We opted to insulate the pitch roof areas right down to the eaves rather than insulate the rear of the ashlar walls and the remaining bits of first floor ceiling, I have seen that on many jobs over the years and it looks less than satisfactory to be honest. On top of that we have oodles of plummin scattered round those bits going to and from the tanks, heat store, heat dump, solar panels and gawd know what that it just seemed to make sense to bring it all into the warm envelope..
So 19 sheets of 10cm celotex found their way into the troughs between the rafters and flat roof joists.
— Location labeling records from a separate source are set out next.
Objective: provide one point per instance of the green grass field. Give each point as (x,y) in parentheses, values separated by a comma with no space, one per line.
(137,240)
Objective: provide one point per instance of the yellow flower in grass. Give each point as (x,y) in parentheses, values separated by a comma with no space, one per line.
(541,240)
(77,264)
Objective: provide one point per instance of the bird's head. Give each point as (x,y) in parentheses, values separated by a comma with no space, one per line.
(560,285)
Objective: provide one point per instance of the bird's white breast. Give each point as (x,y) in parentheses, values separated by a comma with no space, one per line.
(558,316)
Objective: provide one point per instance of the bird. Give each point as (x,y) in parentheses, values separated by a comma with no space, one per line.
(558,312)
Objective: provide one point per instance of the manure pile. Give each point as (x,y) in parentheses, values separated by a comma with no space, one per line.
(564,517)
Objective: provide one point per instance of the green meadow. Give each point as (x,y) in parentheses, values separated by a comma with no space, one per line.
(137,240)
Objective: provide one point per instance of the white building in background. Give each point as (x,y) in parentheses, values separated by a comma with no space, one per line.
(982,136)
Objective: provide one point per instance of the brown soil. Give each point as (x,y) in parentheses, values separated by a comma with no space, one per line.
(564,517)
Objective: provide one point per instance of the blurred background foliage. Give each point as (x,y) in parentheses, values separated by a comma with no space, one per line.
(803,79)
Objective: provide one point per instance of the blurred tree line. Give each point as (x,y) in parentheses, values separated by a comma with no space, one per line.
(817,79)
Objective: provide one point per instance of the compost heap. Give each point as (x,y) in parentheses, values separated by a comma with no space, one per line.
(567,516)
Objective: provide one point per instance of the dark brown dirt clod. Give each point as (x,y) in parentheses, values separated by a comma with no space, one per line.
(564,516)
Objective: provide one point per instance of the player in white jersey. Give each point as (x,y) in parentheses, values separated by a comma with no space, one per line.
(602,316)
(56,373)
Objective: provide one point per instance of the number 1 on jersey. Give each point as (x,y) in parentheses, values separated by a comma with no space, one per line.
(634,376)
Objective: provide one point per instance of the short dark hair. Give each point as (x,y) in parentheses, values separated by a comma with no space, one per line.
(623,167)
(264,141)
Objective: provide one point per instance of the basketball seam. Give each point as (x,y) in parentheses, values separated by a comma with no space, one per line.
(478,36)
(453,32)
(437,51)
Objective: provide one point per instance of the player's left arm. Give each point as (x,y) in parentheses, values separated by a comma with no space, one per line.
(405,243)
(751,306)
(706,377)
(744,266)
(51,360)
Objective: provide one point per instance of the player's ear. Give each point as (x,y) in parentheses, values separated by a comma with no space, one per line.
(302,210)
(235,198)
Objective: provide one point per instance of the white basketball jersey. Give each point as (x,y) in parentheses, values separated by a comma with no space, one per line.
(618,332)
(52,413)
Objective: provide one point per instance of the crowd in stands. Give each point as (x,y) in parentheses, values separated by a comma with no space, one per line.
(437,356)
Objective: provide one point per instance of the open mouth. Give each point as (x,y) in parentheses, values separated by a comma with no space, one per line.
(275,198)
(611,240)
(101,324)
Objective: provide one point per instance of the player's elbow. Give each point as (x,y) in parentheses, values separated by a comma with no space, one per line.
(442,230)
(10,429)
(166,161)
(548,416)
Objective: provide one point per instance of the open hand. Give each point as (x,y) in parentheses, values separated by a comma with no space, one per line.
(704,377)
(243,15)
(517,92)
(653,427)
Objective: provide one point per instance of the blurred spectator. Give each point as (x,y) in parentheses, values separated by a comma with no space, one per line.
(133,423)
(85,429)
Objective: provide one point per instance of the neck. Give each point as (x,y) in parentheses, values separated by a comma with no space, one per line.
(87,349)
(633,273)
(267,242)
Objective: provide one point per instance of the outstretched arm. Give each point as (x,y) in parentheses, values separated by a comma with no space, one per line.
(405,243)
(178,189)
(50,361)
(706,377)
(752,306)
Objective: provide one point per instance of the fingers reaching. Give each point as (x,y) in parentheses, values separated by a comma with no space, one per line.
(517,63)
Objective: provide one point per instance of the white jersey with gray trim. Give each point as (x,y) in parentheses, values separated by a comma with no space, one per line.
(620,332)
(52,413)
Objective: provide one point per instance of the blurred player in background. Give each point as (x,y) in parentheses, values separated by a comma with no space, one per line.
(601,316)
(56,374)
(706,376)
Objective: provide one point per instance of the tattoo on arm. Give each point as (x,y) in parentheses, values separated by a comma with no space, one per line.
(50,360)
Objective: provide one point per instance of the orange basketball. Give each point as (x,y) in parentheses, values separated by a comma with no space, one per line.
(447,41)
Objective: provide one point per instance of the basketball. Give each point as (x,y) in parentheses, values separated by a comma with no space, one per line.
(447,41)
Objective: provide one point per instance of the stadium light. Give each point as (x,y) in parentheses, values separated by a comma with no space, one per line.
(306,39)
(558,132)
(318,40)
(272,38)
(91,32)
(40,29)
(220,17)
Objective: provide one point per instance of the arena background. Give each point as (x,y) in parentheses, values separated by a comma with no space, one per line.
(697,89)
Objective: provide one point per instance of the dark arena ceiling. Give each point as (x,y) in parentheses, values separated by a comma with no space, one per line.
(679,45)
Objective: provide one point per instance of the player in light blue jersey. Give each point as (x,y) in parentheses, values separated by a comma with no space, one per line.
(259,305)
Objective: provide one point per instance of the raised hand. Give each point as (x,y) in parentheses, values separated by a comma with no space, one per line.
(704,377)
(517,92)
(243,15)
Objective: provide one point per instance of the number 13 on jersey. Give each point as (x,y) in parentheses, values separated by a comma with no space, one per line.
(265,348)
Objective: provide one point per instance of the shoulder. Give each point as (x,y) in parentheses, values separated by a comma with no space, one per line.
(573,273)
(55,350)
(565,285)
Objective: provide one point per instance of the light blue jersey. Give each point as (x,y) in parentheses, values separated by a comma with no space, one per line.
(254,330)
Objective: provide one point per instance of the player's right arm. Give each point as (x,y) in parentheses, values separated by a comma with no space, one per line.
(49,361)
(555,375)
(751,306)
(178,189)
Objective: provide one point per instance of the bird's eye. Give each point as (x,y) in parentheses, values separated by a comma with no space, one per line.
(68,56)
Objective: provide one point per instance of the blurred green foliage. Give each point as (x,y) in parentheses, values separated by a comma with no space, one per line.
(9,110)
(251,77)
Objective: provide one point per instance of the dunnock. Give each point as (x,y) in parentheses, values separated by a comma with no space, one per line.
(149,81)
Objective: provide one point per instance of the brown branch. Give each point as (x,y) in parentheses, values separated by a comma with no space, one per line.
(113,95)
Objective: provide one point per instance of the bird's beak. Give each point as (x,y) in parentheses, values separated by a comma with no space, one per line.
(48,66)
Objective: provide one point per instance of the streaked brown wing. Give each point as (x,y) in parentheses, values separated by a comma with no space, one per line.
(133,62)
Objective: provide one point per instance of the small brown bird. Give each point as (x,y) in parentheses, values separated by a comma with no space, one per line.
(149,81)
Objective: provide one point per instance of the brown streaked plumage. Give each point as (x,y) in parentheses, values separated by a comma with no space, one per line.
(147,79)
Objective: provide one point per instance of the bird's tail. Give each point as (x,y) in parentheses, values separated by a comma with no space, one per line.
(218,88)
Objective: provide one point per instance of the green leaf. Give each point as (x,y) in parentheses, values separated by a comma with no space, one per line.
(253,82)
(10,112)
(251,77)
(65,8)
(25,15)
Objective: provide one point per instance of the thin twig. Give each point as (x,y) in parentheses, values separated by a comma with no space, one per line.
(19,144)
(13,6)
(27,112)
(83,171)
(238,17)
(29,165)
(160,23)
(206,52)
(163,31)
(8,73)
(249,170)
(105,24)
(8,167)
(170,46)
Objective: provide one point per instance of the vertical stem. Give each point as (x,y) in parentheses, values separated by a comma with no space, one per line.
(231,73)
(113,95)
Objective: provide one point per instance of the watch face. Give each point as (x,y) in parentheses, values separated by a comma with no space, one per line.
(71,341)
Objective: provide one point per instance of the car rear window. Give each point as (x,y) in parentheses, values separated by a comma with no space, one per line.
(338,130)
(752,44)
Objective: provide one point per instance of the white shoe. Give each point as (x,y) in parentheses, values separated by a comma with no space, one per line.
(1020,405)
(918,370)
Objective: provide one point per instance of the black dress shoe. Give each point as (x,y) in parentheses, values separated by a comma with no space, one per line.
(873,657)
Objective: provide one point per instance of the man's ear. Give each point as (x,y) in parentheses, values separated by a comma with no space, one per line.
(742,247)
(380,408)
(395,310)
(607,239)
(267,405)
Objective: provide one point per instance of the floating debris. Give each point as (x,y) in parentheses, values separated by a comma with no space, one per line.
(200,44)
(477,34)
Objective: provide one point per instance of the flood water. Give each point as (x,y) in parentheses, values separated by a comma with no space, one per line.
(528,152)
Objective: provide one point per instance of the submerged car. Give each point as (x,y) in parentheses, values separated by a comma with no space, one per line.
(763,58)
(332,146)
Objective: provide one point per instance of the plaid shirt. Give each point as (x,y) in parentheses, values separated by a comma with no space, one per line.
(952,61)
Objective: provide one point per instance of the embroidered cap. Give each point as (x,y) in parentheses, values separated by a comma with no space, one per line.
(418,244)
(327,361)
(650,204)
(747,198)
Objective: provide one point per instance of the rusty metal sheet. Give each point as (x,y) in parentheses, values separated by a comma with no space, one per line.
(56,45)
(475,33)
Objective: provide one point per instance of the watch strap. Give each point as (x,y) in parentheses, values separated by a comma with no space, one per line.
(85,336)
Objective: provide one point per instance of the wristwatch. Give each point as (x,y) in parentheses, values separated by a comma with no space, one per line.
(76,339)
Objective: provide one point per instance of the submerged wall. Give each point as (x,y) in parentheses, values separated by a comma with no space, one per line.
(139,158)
Cutting up 800 quids worth of boards and then peicing them all back together is an exercise in frustration and extreme patience, not to mention 10 cans of squirty foam to plug up the inevitable gaps, that bit alone took us 10 man-days I think, cutting triangles to fit against the hips and then fitting it while crawling behind the ashlar studs reduced me to a good imitation of "the very grumpy caterpillar" in short order


Next up was another 23 sheets of 2.5cm Celotex which was to be fixed over the rafters/joists which proved to be a whole lot easier, I think a couple of man-days and a few more squirts and of course an application of ally tape and it all looked like this;

Oh dear now for the Itchy-scratchy in the dormer stud walls, dust masks at the ready, but it wasn't too bad really. I managed to pick up a load of 80 mm rockwool fire-bats which don't fall apart at the slightest touch so a double layer fitted nice and snug into our 15cm studwork and was all done in a day, over that a layer of visqueen vapour barrier was carefully fitted. All the cables came through noggins previously fitted which now were behind the VCL, then a squirt of silly con and the metal boxes could all go on.
A lot of time was spent making sure as many gaps as possible were squirty-foamed or designed out and so far the result seems quite promising. Despite the weather being quite chilly last week the loft and first floor new rooms were pretty comfortable with heat floating upstairs from the Dragonstove.

There, dun it make you feel warm, it certainly did when we started humping plasterboards up to the lofty, but more of that later.